Base normativa e precedentes

  • Emenda Constitucional 132/2023 — instituiu, no contexto da reforma tributária, a redução integral de alíquotas para pessoas com deficiência e pessoas com transtorno do espectro autista, sem diferenciação por grau de intensidade.
  • Lei Complementar 214/2025 — norma impugnada que regulamentou a alíquota zero do IBS e da CBS para aquisição de veículos e estabeleceu critérios restritivos quanto ao grau da deficiência.
  • Lei Complementar 227/2026 — revogou dispositivo da LC 214 relativo a critérios de caracterização da pessoa com deficiência, resultando em perda parcial do objeto de uma das ações.
  • Convenção sobre os Direitos das Pessoas com Deficiência (CRPD) — instrumento internacional incorporado ao ordenamento nacional com status constitucional, que orienta a interpretação protetiva dos direitos das pessoas com deficiência.
  • Art. 150, CF/88 — já tradicionalmente invocado em debates sobre limitações ao poder de tributar e a proteção de direitos fundamentais face à tributação; aqui relevante para o balanço entre competência legislativa e limites constitucionais.
  • Jurisprudência: a decisão se alinha à orientação de que benefícios destinados a grupos vulneráveis devem ser interpretados de modo a ampliar a efetividade do direito, não a restringi-lo, conforme a jurisprudência consolidada do tribunal.

Impacto prático

  • Para pessoas com TEA nível 1 e com deficiência intelectual leve: abre caminho para solicitar a isenção tributária na compra de veículos, mediante comprovação individualizada nos procedimentos administrativos previstos.
  • Para órgãos administrativos e concessionárias: exigirá adaptação dos procedimentos de análise dos pedidos, com avaliação técnica caso a caso, em vez de exclusões automáticas por classificação diagnóstica.
  • Para advogados e defensorias: amplia teses em demandas individuais e coletivas, permitindo impugnar indeferimentos baseados exclusivamente em rótulos diagnósticos; reforça a necessidade de perícia e laudos que demonstrem impacto funcional e mobilidade reduzida.
  • Para o fisco e legislador: impõe cuidado ao editar critérios objetivos que não transformem a lei complementar em instrumento de exclusão contrária à Emenda Constitucional e à CRPD.
  • Para processos em curso: decisões administrativas denegatórias baseadas apenas nas restrições agora consideradas inconstitucionais devem ser passíveis de revisão; litígios judiciais podem ser reabertos ou ter sua fundamentação reelaborada.

O que observar

  • Critérios de comprovação: embora a exclusão por grau tenha sido afastada, permanecem os requisitos procedimentais e técnicos previstos na lei; o debate prático será sobre que documentos e perícias são suficientes para demonstrar o impacto funcional.
  • Fiscalização e uniformização: espera‑se que o Poder Executivo e órgãos correlatos promovam normatização complementar para uniformizar a análise, sem, porém, repetir a mesma exclusão inconstitucional; eventual ato regulamentar terá de observar a decisão do STF.
  • Recursos e modulação: a decisão foi unânime, mas há espaço para discussões sobre modulação de efeitos caso pendam interesses financeiros relevantes; acompanhar eventuais efeitos prospectivos ou retroativos na jurisprudência.
  • Interpretação pela administração: risco de novas normas que tentem contornar a solução do STF por critérios indiretos; profissionais devem monitorar atos normativos subsequentes.

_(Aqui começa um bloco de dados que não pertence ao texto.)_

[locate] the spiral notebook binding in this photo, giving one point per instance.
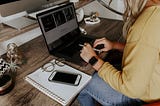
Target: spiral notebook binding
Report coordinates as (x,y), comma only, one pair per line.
(45,90)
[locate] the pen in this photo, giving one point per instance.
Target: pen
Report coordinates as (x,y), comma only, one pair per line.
(97,50)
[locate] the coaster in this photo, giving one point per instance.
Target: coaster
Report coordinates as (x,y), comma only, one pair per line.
(6,84)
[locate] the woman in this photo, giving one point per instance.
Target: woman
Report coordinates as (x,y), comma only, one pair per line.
(139,80)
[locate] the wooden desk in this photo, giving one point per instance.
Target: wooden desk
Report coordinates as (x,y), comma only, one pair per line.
(36,53)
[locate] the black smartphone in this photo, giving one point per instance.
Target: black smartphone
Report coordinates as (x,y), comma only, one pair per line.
(65,77)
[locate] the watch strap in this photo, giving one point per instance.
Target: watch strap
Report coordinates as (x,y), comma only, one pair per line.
(93,60)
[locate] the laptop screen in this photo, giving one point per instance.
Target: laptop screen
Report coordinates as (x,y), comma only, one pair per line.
(59,25)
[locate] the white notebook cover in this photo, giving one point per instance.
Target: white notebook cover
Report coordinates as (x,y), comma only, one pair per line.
(61,93)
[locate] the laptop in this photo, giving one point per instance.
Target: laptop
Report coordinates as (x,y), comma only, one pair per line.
(61,32)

Em suma, o entendimento do STF reforça a primazia da Constituição e da Convenção sobre os Direitos das Pessoas com Deficiência na proteção dos beneficiários, determina avaliação individualizada do direito à isenção e corrige uma regulamentação que havia operacionalizado a reforma tributária de forma limitadora. Para operadores do direito, a decisão amplia linhas de atuação e impõe atenção técnica às provas periciais e aos procedimentos administrativos.